Python reduce explanation

Question

I\'m not able to understand the following code segment:

>>> lot = ((1, 2), (3, 4), (5,))
>>> reduce(lambda t1, t2: t1 + t2, lot)
(1, 2, 3,          


        

Answer 1

reduce takes a function and an iterator as arguments. The function must accept two arguments.

What reduce does is that it iterates through the iterator. First it sends the first two values to the function. Then it sends the result of that together with the next value, and so on.
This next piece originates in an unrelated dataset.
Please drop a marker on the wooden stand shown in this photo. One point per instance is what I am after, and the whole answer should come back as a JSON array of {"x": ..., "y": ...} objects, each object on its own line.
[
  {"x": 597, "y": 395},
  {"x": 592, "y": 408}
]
So in your case, it takes the first and the second item in the tuple, (1,2) and (3,4) and sends them to the lambda function. That function adds them together. The result is sent to the lambda function again, together with the third item. Since there are no more items in the tuple, the result is returned.

Answer 2

reduce(...) reduce(function, sequence[, initial]) -> value

Apply a function of two arguments cumulatively to the items of a sequence,
from left to right, so as to reduce the sequence to a single value.
For example, reduce(lambda x, y: x+y, ((1, 2), (3, 4), (5))) calculates
(((1+2)+(3+4))+5).  If initial is present, it is placed before the items
of the sequence in the calculation, and serves as a default when the
sequence is empty.

Answer 3

reduce() applies a function sequentially, chaining the elements of a sequence:

reduce(f, [a,b,c,d], s)

is the same as

f(f(f(f(s, a), b), c), d)

and so on. In your case the f() is a lambda function (lambda t1, t2: t1 + t2) which just adds up its two arguments, so you end up with

(((s + a) + b) + c) + d

and because the parenthesizing on adding sequences doesn't make any difference, this is

s + a + b + c + d

or with your actual values

(1, 2) + (3, 4) + (5,)

If s is not given, the first term is just not done, but usually the neutral element is used for s, so in your case () would have been correct:

reduce(lambda t1, t2: t1 + t2, lot, ())

But without it, you only run into trouble if lot has no elements (TypeError: reduce() of empty sequence with no initial value).

Answer 4

It's easier if you break out the lambda into a function, so it's clearer to what's going on:

>>> def do_and_print(t1, t2):
    print 't1 is', t1
    print 't2 is', t2
    return t1+t2

>>> reduce(do_and_print, ((1,2), (3,4), (5,)))
t1 is (1, 2)
t2 is (3, 4)
t1 is (1, 2, 3, 4)
t2 is (5,)
(1, 2, 3, 4, 5)

Answer 5

let's trace the reduce

result = (1,2) + (3,4)

result = result + (5, )

Notice that your reduction concatenates tuples.